Он сжимает кулаки, а я разжимаю свои объятия с его ногой. Медленно отползаю к его машине, открываю дверь, вскарабкиваюсь в салон и запираюсь. Не хочу видеть, как он отметелит парня. Не хочу потом вздрагивать всякий раз при виде Богатырева. Он и без этого оказывает взрывной эффект. Проникает мне под кожу одним своим существованием. Хуже радиации. Беспощаднее и смертельнее.
Но пропустив несколько глухих ударов и ругательств, я все же поднимаю лицо. В свете фар Богатырев похож на громадного хищника, на чью самку покусился недруг. Держа вялого таксиста с окровавленной мордой за шкирку, он что-то шипит ему на ухо и отшвыривает его к машине. Тот, схватившись за грудь, беспомощной тушкой оседает у колеса. А Платон, сжимая в кулаке мое ожерелье, идет ко мне.
Резко открыв заднюю дверь, бросает на мои колени горстку украшений. Даже кольцо Ярослава. Садится за руль, разворачивается и везет нас обратно к дороге.
Я не прикасаюсь к украшениям. От них пахнет кровью. Как и от Богатырева. Жутко. Противно. Хотя умом понимаю, что любой нормальный мужик с таким же остервенением защищал бы свою женщину. Вопрос лишь в том, что я Богатыреву никто. Просто старый долг.
— Спасибо, — пищу тихо и как-то виновато, что ли.
По коже разбегаются мурашки — от тепла, от чувства защищенности, от понимания, что все позади.

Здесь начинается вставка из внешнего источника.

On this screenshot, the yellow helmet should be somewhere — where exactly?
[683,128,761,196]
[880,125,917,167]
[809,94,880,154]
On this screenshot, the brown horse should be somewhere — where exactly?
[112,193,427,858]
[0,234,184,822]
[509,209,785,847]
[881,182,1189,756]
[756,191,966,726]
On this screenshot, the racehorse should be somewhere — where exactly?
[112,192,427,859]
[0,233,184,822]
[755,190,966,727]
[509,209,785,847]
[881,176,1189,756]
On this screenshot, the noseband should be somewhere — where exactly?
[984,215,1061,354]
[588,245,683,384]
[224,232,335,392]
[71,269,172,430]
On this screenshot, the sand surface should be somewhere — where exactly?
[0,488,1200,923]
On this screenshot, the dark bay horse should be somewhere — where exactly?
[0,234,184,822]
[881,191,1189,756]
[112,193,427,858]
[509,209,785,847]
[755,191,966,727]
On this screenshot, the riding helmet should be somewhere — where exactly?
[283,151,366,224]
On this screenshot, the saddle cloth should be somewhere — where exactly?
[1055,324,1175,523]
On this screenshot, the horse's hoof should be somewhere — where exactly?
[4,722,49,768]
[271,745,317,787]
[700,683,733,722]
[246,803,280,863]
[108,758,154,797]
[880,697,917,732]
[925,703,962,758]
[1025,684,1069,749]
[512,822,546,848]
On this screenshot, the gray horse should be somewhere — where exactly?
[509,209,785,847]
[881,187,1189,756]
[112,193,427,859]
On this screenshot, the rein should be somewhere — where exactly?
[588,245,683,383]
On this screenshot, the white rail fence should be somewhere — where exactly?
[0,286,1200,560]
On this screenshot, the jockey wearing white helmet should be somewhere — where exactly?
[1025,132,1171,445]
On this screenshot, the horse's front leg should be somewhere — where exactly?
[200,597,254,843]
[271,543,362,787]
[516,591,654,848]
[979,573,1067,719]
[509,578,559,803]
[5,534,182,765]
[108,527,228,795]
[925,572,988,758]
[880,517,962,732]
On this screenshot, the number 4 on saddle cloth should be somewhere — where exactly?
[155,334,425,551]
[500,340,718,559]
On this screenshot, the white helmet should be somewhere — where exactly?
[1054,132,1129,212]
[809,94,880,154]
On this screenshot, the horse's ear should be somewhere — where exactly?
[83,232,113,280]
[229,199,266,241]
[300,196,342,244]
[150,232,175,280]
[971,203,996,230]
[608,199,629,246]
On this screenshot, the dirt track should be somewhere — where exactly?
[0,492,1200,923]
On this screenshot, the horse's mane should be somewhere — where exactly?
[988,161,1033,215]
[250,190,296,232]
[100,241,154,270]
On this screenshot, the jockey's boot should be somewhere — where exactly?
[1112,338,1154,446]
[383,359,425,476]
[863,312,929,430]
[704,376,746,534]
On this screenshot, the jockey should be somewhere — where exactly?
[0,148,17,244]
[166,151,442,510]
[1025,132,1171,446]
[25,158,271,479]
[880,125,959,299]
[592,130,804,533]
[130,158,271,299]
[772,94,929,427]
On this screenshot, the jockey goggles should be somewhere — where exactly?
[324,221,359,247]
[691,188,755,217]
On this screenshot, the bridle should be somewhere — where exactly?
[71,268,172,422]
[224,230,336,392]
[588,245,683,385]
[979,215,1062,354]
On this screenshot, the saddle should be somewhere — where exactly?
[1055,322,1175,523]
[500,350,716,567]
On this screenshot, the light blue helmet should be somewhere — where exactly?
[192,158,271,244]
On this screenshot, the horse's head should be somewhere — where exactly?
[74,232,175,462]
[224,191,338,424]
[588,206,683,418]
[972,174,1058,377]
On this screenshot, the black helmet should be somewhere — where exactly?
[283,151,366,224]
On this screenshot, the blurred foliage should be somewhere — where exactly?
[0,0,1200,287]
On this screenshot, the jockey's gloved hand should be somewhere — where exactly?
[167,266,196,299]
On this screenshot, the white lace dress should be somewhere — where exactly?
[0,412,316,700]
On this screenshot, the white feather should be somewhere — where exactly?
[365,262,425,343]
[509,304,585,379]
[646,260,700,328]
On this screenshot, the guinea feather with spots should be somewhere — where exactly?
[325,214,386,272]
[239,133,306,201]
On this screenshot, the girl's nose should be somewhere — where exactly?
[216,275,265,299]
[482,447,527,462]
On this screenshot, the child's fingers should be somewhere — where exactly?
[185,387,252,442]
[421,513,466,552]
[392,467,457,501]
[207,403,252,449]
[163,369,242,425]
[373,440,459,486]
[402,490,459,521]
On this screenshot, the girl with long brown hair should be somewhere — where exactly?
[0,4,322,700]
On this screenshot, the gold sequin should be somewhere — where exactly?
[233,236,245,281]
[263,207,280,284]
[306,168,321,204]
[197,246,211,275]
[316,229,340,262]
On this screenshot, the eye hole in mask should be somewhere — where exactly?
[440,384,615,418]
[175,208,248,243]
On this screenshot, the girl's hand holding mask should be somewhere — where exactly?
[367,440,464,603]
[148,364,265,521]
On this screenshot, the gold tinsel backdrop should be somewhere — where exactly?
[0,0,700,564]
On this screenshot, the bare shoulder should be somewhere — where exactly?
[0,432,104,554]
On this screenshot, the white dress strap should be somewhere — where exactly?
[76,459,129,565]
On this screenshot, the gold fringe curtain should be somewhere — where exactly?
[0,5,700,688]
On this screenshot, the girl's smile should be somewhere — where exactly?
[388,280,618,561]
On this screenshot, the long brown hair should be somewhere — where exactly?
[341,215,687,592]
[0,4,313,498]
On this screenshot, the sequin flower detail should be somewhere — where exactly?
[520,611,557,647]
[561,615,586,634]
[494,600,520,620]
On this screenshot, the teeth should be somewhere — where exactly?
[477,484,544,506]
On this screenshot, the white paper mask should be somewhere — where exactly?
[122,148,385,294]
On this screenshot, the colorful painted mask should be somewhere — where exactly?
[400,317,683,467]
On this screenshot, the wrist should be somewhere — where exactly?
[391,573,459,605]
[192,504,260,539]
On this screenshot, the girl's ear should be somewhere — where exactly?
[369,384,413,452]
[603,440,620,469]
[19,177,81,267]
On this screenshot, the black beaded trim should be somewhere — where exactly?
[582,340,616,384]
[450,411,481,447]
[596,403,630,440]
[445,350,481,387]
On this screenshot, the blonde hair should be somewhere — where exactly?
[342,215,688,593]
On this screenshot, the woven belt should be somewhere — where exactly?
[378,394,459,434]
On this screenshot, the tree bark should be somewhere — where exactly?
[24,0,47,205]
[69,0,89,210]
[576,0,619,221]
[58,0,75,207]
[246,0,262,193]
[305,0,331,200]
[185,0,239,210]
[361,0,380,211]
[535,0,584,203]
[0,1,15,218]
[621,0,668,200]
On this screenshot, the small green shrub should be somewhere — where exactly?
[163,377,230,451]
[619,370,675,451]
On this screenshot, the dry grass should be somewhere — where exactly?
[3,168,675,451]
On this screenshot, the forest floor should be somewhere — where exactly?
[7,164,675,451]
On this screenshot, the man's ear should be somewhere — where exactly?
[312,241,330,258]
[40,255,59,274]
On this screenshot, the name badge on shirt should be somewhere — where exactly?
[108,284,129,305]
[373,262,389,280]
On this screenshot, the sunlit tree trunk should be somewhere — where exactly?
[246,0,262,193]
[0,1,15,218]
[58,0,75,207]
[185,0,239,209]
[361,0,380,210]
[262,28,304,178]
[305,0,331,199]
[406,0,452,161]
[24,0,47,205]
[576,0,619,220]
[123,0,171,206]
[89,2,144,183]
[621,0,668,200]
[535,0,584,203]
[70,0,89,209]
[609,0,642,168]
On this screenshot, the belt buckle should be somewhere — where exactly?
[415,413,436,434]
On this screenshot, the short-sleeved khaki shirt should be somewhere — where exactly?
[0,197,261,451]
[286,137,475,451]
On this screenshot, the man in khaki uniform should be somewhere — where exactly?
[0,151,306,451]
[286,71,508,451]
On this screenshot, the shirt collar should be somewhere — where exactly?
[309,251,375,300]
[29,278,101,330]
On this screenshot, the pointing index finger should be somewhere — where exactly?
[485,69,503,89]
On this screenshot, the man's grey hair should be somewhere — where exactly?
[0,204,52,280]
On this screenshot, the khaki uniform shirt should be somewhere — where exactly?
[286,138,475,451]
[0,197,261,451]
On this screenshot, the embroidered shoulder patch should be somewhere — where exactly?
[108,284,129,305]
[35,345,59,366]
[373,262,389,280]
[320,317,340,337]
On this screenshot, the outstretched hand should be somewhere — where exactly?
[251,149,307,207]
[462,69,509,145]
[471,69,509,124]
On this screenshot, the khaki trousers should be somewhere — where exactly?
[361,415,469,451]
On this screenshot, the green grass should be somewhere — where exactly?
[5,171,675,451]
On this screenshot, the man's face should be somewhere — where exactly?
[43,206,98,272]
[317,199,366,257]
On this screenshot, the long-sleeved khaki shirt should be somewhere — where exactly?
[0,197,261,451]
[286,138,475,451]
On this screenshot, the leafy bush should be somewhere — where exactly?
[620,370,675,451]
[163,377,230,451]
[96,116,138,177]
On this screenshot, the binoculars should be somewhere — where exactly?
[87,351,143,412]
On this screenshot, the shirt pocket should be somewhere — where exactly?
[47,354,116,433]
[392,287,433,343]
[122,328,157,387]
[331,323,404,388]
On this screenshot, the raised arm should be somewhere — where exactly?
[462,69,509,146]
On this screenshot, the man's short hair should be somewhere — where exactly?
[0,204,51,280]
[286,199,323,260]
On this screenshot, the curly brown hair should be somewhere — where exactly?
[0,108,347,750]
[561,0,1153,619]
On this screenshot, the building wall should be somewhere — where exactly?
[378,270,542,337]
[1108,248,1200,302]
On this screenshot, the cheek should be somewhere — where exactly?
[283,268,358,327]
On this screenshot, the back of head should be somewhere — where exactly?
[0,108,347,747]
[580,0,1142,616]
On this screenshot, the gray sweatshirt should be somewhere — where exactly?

Богатырев через плечо стреляет в меня взглядом, сворачивает к площадке для кемпинга и останавливается. Заглушает двигатель и, часто дыша, потирает кулак.
— В багажнике твой чемодан, — говорит мне. — Переоденься. Не надо Саше видеть тебя такой.
Своим голосом словно масло ножом ночь рассекает. Может, я и поступила опрометчиво, но из-за него же! А он меня всем своим видом виноватой выставляет. Жертву корчит.
Выйдя из машины, хлопаю дверью и отхожу в темноту. Долой с его глаз. Туда, где в одиночестве могу опуститься на землю, закрыть лицо руками и выплакаться. Не работает правило относиться к людям так, как ты бы хотел, чтобы к тебе относились. Относиться надо взаимно! И ничего не ждать, кроме ножа в спину. От мужа, от родителей, от друзей. Иначе используют, как вещь, и выбросят.
Потеряв терпение, Платон тоже вылезает из машины, но пришел мой черед высказаться. Подскакиваю на ноги и бросаюсь на него с претензиями:
— Скажи, когда ты встретил меня в казино, ты уже знал, что мы с твоей бывшей сестры?! Ты нарочно разыскивал меня, чтобы ей насолить?! Или она мне никто, и все подстроено?!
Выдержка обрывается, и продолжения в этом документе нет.